Hello World! I’ve pinged up, networked some social SEO, and trackbacked more than you could ever believe. I have, perhaps, 20% understanding of what any of those things mean. But this should now be heading off onto Twitter and Tumblr and all sorts of other places, making me unavoidable! Just like in your dreams.
Those lucid, lovely dreams you have.
Brian Michael Bendis is currently writing the main X-Men book for Marvel, called All-New X-Men. It’s received good reviews so far, but is only on the first arc at the moment. First arcs are easy to do. You make all the changes you outlined in your initial pitch, you stir up trouble, you get things moving. Keeping that momentum up is another thing, and we’ll have to see how Bendis handles that over the next few weeks.
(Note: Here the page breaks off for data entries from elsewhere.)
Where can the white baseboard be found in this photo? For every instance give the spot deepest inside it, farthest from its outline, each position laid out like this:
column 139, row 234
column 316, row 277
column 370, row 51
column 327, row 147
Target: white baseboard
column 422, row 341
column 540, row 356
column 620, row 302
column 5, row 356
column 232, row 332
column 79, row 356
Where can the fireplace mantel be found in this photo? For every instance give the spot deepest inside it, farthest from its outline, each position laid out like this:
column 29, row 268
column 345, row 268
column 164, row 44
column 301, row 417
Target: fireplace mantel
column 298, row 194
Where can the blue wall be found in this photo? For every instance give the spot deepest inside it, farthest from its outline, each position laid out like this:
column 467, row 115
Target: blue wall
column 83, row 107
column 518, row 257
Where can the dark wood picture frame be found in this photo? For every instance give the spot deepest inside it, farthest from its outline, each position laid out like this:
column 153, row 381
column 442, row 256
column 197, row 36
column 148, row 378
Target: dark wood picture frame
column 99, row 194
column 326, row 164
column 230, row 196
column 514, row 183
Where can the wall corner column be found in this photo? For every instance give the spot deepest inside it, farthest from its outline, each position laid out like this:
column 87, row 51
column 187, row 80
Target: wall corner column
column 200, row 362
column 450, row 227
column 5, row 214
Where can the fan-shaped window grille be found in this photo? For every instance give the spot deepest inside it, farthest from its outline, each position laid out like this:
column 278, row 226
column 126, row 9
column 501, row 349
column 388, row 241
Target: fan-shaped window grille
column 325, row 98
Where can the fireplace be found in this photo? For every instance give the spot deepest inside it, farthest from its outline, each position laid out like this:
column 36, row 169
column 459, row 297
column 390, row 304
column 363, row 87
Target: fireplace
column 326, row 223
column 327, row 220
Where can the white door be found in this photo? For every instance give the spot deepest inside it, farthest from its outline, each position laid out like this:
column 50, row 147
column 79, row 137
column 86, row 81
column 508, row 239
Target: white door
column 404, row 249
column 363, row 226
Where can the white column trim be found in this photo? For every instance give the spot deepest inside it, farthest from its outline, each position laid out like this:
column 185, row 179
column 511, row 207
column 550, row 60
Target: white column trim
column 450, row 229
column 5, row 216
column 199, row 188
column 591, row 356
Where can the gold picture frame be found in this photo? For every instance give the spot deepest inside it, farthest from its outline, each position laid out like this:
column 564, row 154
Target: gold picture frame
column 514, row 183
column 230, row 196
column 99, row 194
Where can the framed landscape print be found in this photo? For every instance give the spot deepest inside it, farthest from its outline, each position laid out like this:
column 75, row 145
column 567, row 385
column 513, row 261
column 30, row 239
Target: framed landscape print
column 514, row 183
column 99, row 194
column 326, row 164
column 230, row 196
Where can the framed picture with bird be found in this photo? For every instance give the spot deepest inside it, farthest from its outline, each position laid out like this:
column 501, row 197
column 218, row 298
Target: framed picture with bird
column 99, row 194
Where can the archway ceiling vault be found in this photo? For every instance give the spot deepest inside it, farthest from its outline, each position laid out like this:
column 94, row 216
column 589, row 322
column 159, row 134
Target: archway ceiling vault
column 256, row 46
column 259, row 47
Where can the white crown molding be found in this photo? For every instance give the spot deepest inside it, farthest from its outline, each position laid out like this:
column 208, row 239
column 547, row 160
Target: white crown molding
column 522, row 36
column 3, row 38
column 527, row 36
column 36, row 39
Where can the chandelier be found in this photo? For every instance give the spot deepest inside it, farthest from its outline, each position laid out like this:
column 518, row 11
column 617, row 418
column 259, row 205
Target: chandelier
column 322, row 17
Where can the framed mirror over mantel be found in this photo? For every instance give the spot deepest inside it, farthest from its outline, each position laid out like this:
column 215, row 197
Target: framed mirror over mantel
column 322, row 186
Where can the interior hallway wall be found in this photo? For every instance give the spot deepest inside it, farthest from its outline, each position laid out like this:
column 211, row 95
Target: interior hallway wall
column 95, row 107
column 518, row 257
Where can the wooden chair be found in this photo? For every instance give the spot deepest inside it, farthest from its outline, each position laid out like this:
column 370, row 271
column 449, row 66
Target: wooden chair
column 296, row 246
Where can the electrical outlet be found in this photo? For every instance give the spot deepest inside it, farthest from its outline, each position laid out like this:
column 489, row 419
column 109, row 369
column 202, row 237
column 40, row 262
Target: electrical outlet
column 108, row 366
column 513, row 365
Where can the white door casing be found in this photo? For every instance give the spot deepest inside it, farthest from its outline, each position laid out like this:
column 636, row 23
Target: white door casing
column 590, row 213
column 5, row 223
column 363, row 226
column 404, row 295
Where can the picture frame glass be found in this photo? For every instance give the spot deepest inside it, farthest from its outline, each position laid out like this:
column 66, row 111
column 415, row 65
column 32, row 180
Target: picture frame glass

But assuming he does, All-New X-Men will be a praised run. The thing is, when you’re writing for Marvel, there something as important as creating a good story, and that’s creating a good contribution. Which, I’m sure I should’ve thought up a better term for. Anyway, making a good contribution basically means that you leave the franchise with stories to tell once you leave, and ideally that you give them scope and options for how they can do so. Matt Fraction did this when he wrote the main X-Men book.
In his run on Uncanny X-Men, Fraction brought Magneto back into the limelight (he’s now a mainstay of the X-Men), along with Psylocke and Kitty Pryde, both of whom are important parts of big Marvel titles right now. Namor joined. He moved the X-Men to San Francisco, where they can have stories far removed from the cluttered world of New York (home to Spider-Man, the Avengers, the Fantastic Four, Daredevil…) Finally, Fraction reintroduced long-dormant characters like Fantomex, Dr Nemesis and Dazzler into the contemporary world of the X-Men, and they’ve all now gone on to be important parts of the Marvel Universe.
The thing is that barely any of this happened in a good story. The move to San Francisco lasted 12 issues before Fraction moved the X-Men to an island called Utopia, in what appeared to be a poorly-referenced take on the current Israel-Palestine conflict. Psylocke’s return was barely comprehensible, plot-hole-laden gibberish, whilst Dazzler and Fantomex were both written with barely any attention paid to them at all. There’s a reason nobody cites Fraction’s X-Men run when they talk about his best work: it was overthought, underwritten, and consistently awful.
But then again – he gave future writers things to work with. You can contribute something positive to a shared universe in a terrible story, but at the same time a good story can destroy the chances for future storylines. This is the worry I’m already having about Bendis’ take on the X-Men. In his short time he’s taken away Emma Frost’s telepathy, in the process splitting up her long-term relationship with Cyclops which has defined the books for the past ten years. As a result, her purpose is completely gone, and we have no idea why she’s continuing around the team anymore. Bendis has also done this to Beast:
Making the character patently ridiculous, with a Stuart Immonen design which is awful – and other writers struggle to do anything with:
Where do you go from here with the character? It’s a regression which is afraid to admit that it’s a regression. Which is how you can also define the decision Bendis made to bring time travel into the equation, and bring characters from the past into the present. Five X-Men from the 60s have been ostensibly brought to the present day by Beast, and they have now decided to stay, and chat with the present-day selves. How does that go forward? If Bendis leaves the X-Men unexpectedly, is this a storyline other people can use?
It’s very early on in the run (I believe only six issues have been released so far), but the fresh relaunch offers us a chance to look at this. When Bendis finished a ten year run on the Avengers, his last storyline essentially reversed everything he’d ever done and put things back where he found them. Where will he take the X-Men, and will it help or hinder the franchise as a whole?